多くのドライバーはクルマが激突して止まるという経験をしない。ましてや5、60km/h以上という速度から衝突するような減速を経験することはほとんどない。

アクセルを踏めばいともたやすく100km/h以上出るけれどその速度から衝撃的な停止を経験することは万に一つくらいの確率でしかやってこないのだ。

本人のショックは想像して余りある。

きっとその激突の瞬間、自分の出していた速度が骨も肉も粉々に千切れる力であったことを知る。そして自分がこれまで十何年、運転していた時間がいかに幸運な偶然の上に成り立っていたのかを悟る。

かつて自分も同じ恐怖を覚えた。

自分の運転が実は無知で無謀で、その後悔をする間も無く無慈悲に身体を破壊する力に翻弄される恐怖。

それを彼も経験をしたのか、と憐れに思った。 

人にクルマを運転させるということはこういうことも含むのだ、と気づいた。

安全運転チェック(スタッフの運転する車の助手席に座り、危ない判断や操作を指摘する。かなり効果がある)も行うし、食後の昼寝をとらせるようにするが、実際の瞬間瞬間の判断と運転操作は個人に任せるしかない。
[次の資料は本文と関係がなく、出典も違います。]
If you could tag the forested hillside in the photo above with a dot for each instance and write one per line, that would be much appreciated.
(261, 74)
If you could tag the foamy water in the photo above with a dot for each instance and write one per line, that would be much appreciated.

幸い、あの事故を上回るものは発生していない。とりあえず今日のところは。

 

こどもの頃からクルマが好きで、スポーツカーだ、フェラーリだと、いろいろ乗り回してスピードも人よりすこし出してきたがクルマの危険で悲惨な一面は常に薄皮を隔てて存在している。

趣味嗜好とは別に、クルマはまったく以って冷めた目で判断すべき存在だ、気をつけろ、と肝に命じている。